А сам думаю, этой дай войти в силу, она еще похлеще своего господина дела тут закрутит.

– Тогда, убирайся, – взвизгнула она, – бери свою ослиху и убирайся!

Я не стал дожидаться, пока она передумает. Побежал к Салли.

– Салли, – говорю ей, целуя ее в мордочку, – вот ты опять со мной, а я с тобой. Доедай свое яблоко, Салли, не скоро ты другое такое найдешь! Потому как пора нам в путь. Так что прощай, добрый человек – это я огороднику.

Тот даже расстроился.

– Я к тебе уже привык, – говорит, – и к Салли твоей.

Подумал.

– И все-таки, – говорит, – для ослика Жевеньева больше подходит.

* * *

– Салли, Салли, – пел я во все горло, пока мы с Салли топали по белой дороге, – опять мы вместе! Вот какой прекрасный Божий мир вокруг, синий и зеленый, золотой и белый, а мы с тобой в самом его сердце, точно в драгоценном сосуде.

Ветки деревьев, что росли у обочины, стали гуще, и вот они уже смыкаются над моей головой, как зеленый шатер, и вокруг такой зеленоватый свет, точно мы с Салли идем по дну озера.

Кругом ни души, птички поют... И тут кто-то как спрыгнет с дерева!

Я поначалу испугался, а потом смотрю, старый знакомец: господин вольный, из трактира «Кот в сапогах», и его дружки тут как тут, выходят из-за кустов. У всех морды повязаны черными платками, но я их все равно узнал.

– Кошелек или жизнь! – говорит вольный господин.

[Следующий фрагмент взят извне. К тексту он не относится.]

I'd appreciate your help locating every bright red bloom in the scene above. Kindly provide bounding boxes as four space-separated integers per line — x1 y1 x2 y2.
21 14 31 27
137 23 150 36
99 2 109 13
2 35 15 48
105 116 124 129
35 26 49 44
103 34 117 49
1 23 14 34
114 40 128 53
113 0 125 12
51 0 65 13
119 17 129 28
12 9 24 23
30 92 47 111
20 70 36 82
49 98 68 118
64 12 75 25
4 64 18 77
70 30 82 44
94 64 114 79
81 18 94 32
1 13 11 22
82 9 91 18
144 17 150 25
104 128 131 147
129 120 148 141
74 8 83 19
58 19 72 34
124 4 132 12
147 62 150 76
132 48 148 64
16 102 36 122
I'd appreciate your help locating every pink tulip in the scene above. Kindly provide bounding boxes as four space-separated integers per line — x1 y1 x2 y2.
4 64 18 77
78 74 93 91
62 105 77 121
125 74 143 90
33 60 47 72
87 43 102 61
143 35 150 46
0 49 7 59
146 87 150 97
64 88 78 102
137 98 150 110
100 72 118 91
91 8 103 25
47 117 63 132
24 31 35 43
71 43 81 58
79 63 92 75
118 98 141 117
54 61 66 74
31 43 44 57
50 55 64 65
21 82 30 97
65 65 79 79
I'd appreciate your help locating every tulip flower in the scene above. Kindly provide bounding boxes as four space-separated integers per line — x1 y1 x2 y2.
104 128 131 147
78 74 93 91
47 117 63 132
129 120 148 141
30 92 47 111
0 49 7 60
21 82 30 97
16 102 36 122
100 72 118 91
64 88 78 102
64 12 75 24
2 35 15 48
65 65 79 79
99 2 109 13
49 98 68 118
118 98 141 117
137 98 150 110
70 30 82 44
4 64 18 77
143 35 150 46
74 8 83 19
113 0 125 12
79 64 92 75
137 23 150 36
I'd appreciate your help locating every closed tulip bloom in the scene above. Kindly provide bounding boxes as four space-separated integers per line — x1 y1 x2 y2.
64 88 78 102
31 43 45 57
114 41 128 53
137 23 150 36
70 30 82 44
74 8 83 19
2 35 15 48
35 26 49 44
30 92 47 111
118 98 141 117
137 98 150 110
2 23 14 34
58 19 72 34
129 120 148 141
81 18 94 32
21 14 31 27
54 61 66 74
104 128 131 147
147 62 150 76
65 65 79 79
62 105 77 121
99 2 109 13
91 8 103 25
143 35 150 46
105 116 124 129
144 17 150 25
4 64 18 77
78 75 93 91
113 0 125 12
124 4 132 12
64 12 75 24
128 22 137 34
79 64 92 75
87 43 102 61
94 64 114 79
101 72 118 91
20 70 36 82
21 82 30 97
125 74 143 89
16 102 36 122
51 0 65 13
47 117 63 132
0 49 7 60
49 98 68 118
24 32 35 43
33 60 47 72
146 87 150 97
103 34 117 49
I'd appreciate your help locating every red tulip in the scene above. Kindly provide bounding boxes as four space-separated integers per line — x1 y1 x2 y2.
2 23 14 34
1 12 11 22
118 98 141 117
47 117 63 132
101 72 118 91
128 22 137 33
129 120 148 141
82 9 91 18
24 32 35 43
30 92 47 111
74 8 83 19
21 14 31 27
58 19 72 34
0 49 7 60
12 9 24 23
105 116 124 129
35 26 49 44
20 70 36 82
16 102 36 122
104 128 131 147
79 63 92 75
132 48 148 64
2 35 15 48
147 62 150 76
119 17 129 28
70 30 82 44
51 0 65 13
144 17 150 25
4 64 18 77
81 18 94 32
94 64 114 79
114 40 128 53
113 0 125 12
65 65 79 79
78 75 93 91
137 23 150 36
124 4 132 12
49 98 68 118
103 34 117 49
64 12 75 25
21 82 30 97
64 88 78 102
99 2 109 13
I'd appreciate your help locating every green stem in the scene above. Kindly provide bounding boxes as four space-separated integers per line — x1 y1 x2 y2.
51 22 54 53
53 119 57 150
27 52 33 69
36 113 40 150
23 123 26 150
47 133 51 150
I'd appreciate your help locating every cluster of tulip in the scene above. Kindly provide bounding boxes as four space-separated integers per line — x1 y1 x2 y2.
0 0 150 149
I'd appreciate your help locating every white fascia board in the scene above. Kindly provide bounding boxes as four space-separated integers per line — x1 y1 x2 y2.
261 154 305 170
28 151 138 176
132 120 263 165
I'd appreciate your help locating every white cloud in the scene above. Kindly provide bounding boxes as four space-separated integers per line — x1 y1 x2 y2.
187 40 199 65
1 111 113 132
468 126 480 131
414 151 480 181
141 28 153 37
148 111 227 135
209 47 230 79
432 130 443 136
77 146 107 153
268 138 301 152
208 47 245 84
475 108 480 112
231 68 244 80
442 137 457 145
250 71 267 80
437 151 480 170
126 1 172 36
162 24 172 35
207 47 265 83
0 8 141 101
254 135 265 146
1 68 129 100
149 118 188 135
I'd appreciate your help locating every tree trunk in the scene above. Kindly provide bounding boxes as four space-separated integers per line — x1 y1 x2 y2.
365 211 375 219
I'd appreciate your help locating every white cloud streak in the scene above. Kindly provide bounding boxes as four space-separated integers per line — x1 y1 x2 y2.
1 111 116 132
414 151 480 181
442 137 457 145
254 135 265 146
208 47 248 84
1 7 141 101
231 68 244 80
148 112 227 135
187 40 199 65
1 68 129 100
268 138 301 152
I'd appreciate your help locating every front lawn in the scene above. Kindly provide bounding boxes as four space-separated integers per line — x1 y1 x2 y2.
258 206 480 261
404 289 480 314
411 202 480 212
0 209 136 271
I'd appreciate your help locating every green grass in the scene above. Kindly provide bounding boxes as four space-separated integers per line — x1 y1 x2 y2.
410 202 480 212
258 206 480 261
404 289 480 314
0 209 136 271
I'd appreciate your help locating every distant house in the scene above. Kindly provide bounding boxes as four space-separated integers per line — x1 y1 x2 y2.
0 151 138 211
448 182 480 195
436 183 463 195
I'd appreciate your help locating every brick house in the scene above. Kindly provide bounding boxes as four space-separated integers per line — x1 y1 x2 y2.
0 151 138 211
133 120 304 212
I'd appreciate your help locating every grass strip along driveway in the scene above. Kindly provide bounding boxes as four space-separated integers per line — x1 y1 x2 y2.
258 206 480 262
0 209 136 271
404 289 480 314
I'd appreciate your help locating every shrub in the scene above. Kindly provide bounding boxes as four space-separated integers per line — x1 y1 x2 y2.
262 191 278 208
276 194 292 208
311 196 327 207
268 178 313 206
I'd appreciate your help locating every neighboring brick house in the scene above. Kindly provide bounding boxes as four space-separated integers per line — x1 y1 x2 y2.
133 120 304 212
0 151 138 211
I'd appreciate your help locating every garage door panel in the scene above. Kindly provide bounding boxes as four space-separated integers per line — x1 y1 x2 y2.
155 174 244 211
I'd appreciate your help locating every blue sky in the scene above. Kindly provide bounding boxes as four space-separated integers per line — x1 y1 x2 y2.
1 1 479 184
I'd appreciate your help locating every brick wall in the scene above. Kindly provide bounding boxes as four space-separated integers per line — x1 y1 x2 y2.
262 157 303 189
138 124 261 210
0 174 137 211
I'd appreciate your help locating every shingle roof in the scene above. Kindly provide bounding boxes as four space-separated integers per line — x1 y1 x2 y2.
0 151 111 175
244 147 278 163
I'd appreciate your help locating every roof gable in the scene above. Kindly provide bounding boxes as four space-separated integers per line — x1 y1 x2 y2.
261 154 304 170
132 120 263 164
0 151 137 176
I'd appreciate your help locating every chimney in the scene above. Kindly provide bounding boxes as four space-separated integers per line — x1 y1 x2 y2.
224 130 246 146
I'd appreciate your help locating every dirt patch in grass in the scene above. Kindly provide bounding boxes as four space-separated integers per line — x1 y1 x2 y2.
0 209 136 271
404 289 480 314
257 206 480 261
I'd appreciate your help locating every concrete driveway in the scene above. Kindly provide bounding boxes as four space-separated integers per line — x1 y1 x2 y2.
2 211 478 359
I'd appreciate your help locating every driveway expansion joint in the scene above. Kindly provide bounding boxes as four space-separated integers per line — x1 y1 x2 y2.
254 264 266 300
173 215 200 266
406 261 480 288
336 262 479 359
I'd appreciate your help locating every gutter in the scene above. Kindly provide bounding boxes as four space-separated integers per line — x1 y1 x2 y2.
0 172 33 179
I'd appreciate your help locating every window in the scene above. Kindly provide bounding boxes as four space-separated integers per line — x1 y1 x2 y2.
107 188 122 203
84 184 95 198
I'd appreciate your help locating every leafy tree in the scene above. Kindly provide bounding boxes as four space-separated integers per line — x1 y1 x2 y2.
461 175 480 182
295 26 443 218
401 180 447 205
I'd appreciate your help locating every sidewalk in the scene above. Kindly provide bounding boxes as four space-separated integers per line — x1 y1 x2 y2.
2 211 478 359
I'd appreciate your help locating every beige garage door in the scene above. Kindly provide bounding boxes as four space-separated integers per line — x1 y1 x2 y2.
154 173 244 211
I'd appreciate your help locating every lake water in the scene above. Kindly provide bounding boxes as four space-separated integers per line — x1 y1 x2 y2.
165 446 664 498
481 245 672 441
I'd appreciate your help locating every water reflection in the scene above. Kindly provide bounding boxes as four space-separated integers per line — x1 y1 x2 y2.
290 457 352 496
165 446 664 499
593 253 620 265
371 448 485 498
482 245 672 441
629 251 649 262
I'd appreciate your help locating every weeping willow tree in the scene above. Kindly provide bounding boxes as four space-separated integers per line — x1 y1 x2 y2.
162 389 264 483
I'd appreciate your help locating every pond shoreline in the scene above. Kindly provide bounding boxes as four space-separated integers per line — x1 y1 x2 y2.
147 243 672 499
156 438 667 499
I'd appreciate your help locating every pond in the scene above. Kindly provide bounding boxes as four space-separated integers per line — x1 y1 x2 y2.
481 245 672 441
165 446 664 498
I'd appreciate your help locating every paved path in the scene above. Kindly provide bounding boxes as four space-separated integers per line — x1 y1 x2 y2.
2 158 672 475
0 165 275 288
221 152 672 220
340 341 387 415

– Бог в помощь, – отвечаю я, – и всей твоей честной братии. Нет у меня кошелька, только жизнь. Но зачем она тебе, добрый господин? Жизнь это такая штука – она может принадлежать только тому, кто ею владеет, и ни отдать ее, ни поменять не представляется никакой возможности. Так, во всяком случае, философы говорят.

– А! – говорит он и стаскивает с морды платок. – Это ты, средний брат! Прости уж, не признал тебя.

– Меня признать непросто, – соглашаюсь я, – потому что я во всем средний. Я как все. А вот Салли мою по шляпке можно признать.

– Я на осликов, – говорит вольный господин, – редко обращаю внимание. Все больше на жеребцов в богатой сбруе.

– Ну, – говорю, – у каждого свои слабости.